Replacing Microsoft’s TMG brings opportunities for NZ resellers
End of mainstream support for Microsoft's Forefront Threat Management Gateway presents great opportunities for resellers, says Scott Cowen, Fortinet New Zealand and Pacific Islands channel director.
April 2015. Mark it on your calendar. That is when Microsoft will discontinue mainstream support for their Forefront Threat Management Gateway (TMG) solution. While an inconvenience for your clients, it is a great opportunity for you, the reseller, to replace all of the functionality of TMG and upgrade their application and network protection services with advanced security capabilities.
When Microsoft released TMG 2010 in 2009, it was the culmination of more than 10 years development, starting with Microsoft Proxy Server (Catapult) in 1999.

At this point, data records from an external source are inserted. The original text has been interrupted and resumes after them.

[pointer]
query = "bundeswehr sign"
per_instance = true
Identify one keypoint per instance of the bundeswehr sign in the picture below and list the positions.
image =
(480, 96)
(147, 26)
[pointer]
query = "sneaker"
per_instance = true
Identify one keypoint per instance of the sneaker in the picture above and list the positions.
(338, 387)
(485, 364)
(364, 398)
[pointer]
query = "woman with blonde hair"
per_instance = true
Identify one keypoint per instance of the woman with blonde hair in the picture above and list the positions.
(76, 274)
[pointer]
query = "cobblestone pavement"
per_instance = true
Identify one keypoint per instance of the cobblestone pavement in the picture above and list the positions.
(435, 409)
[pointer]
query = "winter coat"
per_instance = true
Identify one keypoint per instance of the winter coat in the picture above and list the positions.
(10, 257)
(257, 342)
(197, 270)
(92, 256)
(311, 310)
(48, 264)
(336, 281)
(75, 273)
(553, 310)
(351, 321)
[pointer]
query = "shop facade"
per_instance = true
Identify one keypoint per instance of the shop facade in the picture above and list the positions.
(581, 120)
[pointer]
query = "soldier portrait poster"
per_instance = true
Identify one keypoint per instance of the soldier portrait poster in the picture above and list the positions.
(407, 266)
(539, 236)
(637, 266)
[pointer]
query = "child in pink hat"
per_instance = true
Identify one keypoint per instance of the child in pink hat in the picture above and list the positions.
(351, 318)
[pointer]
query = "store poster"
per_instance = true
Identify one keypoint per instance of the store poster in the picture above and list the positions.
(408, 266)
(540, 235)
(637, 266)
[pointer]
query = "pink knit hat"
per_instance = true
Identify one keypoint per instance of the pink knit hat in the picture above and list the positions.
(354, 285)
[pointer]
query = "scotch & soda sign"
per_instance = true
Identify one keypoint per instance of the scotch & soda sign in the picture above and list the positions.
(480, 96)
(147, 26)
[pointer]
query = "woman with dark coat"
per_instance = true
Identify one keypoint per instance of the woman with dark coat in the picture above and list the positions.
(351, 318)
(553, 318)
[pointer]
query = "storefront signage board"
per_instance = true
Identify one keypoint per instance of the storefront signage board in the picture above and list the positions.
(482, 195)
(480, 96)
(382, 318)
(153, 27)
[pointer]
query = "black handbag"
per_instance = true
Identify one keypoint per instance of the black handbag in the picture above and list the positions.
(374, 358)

TMG bundled a suite of security services including firewall, antivirus, anti-malware, intrusion protection (IPS) and virtual private network (VPN) support. At the time it was an advanced security solution and optimised to work within the Microsoft environment, especially with
Exchange, SharePoint, Lync, Outlook Web Access (OWA) and other Microsoft application services.
However, time and technology marches on.
While TMG was an acceptable secure gateway, many network managers morphed TMG into a tool for publishing applications onto the internet in a secure manner. TMG's capabilities for single-sign on (SSO), authentication management and Layer 7 load balancing made deploying applications across the corporate LAN and beyond the firewall relatively easy for administrators and convenient for users.
As a result, network managers have come to rely on TMG for specific web-based application services that are essential for securing today's mobile workforce. But, unfortunately, TMG's role as a secure, 'universal threat management' (UTM) gateway has been superseded as the threat landscape has evolved.
So network managers are faced with a dilemma. They need to replicate the secure application publishing capabilities of TMG while upgrading the limited UTM capabilities of the Forefront TMG gateway itself.
Two replacement options
There are two strategies your clients can adopt as they transition from TMG, and it depends on whether they have already replaced the UTM gateway functions of TMG or still rely on TMG for both UTM capabilities as well as secure application publishing.
If they have upgraded their gateway, it is simply a matter of deploying a dedicated web application firewall (WAF). There are many solutions on the market with varying levels of WAF protection. These point solutions can provide a seamless transition and provide continuity as network managers publish Exchange, SharePoint, Lync and OWA for secure external access.
If they still rely on TMG as their UTM gateway, they will be perfectly positioned to combine advanced UTM and WAF capabilities with a single appliance. In addition, many of today's UTM/WAF appliances are optimised to support up-and-coming applications such as BYOD and secure Wi-Fi.
So, while inconvenient, Microsoft's decision to discontinue support for TMG is an opportunity: An opportunity for your clients to harden security across their entire operation and an opportunity for you to provide end-to-end, advanced threat protection in a scalable, integrated and extendable security-centric environment.